There were just a few trickles at first, a quick Camel cigarette appropriated from my father's pack when he wasn't looking (I'd sworn off tobacco several weeks before Christmas but the strain of total abstinence had become well nigh unbearable), a stealthy "Ah, shit," when a younger sibling lost his favorite shooter in a game of marbles, and even his highness, older brother Bruce, was moved on more than one occasion to mutter "Oh, chicken poop!" when asked to perform one of the many meaningless tasks which parents seem so adroit as assigning. The end was near and it was none too soon.
If one more centimeter of goodness had been forcibly extracted from my tortured soul it would've been bled lily white but, finally, it really was the night before Christmas.
Visions of sugar plums aside, I was exhausted. Being good for so long had robbed my natural sinfulness of all its native vitality. It would, I felt, take at least a year of uninhibited self indulgence to repair the damage... and why wait? It was 9:00 p.m. Pacific Standard Time, Santa was on his way, the goodies were in transit and, during one of my semi daily reconnaissance missions through the kitchen, I had discovered a large cache of Christmas candy. I had also seized one of the tastiest of these bags and hidden it under my mattress. Under cover of darkness, I had intended to devour the entire contents at my leisure but, alas, I was overcome at the crucial moment by the spirit of the season.
I selflessly offered to share my ill gotten booty with my older brother and had asked the great Bruce if he thought Santa would overlook the dubious methods by which it had been obtained so long as it was shared with those less fortunate (and larcenous). With the kindness and diplomacy which so characterizes youth the world over, my brother informed me that I had nothing to worry about. Santa Claus didn't exist.
It was easily 11:00 p.m. at this juncture but I fled for sanctuary down the long, dark hall to my parents' room, burst through the door and yelled, "Mom! Dad! Brucie says there's no Santa Claus! He's lying, isn't he? Please say he's lying! There is too a Santa Claus... isn't there?" For the next several hours, Santa was explained away as a rite of passage. One of those quaint, cultural baptismals little children get dunked in. But when the ceremony was over, it was over. Forever.

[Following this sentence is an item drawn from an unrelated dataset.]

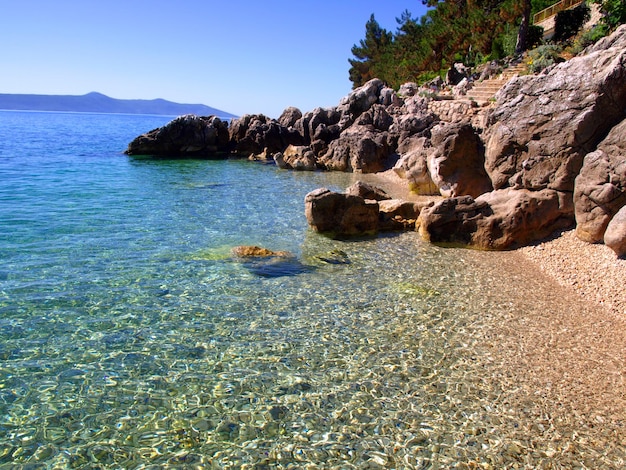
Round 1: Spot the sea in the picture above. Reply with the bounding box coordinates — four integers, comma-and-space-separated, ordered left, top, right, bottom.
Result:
0, 111, 626, 469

One got on with life, that was how life was...
Without Santa, I no longer had to worry about storing up goodness for Christmas days; they would never come again. Nor would I ever again have to attempt the impossible task of staying awake all night on the twenty-fourth of December in hopes of catching a fleeting glimpse of the elusive elf. And never again would I totally trust my parents' word on issues which seemed too good to be true.